The fine art of allocating memory
Serial Killer
In issue 9, I talked about swap memory and how it should be used as a buffer to protect your servers from running out of memory [1]. Swapping is nearly always detrimental to performance, but its presence provides the system with a last chance for a soft landing before more drastic action is taken. This month, I examine the darker side of the picture: Swap hits 100%, and hard out-of-memory errors are appearing in your logs in the form of killed processes (Figure 1). In most cases, the performance degradation and furious disk thrashing caused by highly active swap areas will alert you well in advance of your logs.
A system that does not have swap space configured can still swap to disk – the filesystem cache, shared libraries, and program text can still be swapped out as memory pressure mounts – it just has fewer options to do so. The Linux kernel's defaults allow for overcommitting memory at allocation time. Only memory pages in actual use ("dirty") are backed by physical RAM, so the program shown in Listing 1 will have no trouble allocating 3GB of memory on any current machine, almost irrespective of actual system capacity, because the memory is only being allocated, not used. It will then run into the limits of process address space, hitting a wall at 3056MB of allocation; the maximum allowed in a single 32-bit process because the balance is reserved to the kernel.
Listing 1: Memory Allocation
01 #include <stdio.h>
02 #include <stdlib.h>
03 #include <string.h>
04
05 int main(int argc, char *argv[])
06 {
07 char *newblock = NULL;
08
09 for (int allocation = 0; newblock = (void *) malloc(1024 * 1024); allocation++)
10 {
11 //for (int i=0; i < (1024 * 1024); i+= 4096) newblock[i] = 'Y';
12 printf("Allocated %d MB\n", allocation);
13 }
14 }
Things are more interesting when memory is being used. Uncommenting line 11 does just that. The OOM error in Figure 1 was a result of using stress [2] with this program to withdraw enough resources from the system and force the OOM Killer to intervene.

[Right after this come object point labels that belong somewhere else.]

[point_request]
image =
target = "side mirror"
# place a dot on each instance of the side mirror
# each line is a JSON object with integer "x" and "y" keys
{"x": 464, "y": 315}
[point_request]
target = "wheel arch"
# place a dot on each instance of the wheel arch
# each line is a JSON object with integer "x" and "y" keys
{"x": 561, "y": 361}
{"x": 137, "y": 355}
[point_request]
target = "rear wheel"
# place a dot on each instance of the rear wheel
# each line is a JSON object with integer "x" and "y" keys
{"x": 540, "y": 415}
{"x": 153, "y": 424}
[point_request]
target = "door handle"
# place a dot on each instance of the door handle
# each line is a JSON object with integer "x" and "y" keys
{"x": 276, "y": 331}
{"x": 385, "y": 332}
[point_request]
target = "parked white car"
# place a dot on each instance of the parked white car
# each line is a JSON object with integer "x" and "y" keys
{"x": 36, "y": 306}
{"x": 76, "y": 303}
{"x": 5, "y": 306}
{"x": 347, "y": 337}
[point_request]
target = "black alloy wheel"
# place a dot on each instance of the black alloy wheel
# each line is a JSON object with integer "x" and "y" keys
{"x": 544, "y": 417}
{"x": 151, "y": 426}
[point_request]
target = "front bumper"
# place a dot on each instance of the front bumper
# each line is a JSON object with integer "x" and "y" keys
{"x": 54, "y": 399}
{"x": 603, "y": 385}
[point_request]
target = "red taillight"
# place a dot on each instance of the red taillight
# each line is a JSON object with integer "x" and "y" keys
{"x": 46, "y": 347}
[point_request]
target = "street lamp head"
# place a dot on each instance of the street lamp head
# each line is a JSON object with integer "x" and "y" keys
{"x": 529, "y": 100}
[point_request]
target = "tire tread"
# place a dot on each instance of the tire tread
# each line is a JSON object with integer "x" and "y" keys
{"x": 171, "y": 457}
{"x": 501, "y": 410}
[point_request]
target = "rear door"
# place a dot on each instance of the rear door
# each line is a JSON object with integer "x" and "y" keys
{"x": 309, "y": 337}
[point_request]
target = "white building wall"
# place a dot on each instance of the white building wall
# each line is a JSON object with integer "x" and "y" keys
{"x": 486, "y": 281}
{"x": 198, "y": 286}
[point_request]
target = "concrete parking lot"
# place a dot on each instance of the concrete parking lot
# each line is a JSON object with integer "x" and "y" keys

Major distribution kernels set the default /proc/sys/vm/overcommit_memory value to 0, tuning the kernel overcommit behavior to use the predefined heuristics [3]. Other options are listed in Table 1 – always overcommitting is a dangerous choice. The limit option is tuned by /proc/sys/vm/overcommit_ratio, which is expressed as a percentage and defaults to 50. If you have as much swap as you do RAM, this setting will effectively turn overcommit off, but an error in configuring this facility could result in RAM going unused. The current overcommit limit and amount committed are viewable in /proc/meminfo as CommitLimit and Committed_AS. Comparing Committed_AS with the output of free will showcase the difference between what programs allocate and what they use.
Tabelle 1: /proc/sys/vm/overcommit_memory
|
Value |
Action |
|
|
Predefined overcommit heuristics (default) |
|
|
Always overcommit |
|
|
Overcommit up to limit set by (swap + |
This controversial design distinguished Linux from other kernels like Solaris more than a decade ago. Although this choice leads to better resource utilization, it has consequences of the same kind that overselling airplane capacity does.
The most common trigger for the OOM Killer is a situation in which the overcommit policy approves a memory request, but no RAM or swap are available when a program starts to make use of its pre-existing allocation. A process (or more) must be killed to make room, and a "badness" score is associated with each process in /proc/pid/oom_score for this purpose. The process with the highest score is killed with signal 9, but a process can be protected by setting /proc/pid/oom_adj to -17 (OOM_DISABLE), by manipulating /proc/pid/oom_score_adj, or by configuring the Control Groups memory resource controller [4], depending on the kernel version. The badness score calculation for the popular 2.6.32 kernel [5] follows this logic: Any process caught in the swapoff() system call is killed first, followed by a score evaluation that baselines on memory size (total_vm). This initial score is adjusted to account for half the memory used by any child process, and it doubles if the process has been niced. Long-running processes are somewhat protected, as are superuser processes. Finally, the kernel makes an effort to avoid crossing cpuset boundaries or killing processes with direct hardware access. After an adjustment reflecting oom_adj, badness scores are ready for their grim use.
Newer kernels, like 3.2 in Ubuntu 12.04, push more of this logic to userspace via the /proc/pid/oom_score_adj tunable (ranging from -1000 to +1000), effectively providing a mechanism for pre-designating victims as well as protecting key processes [6]. Let me stress once again that you should look at your specific kernel version; the LXR project (see references) gives you a convenient way to compare differences.
In closing, remember that ulimit -v can be used to limit maximum size of virtual memory in many *NIX systems, and the relatively new Linux cgroups facility might also help if shell users spawning processes are a concern.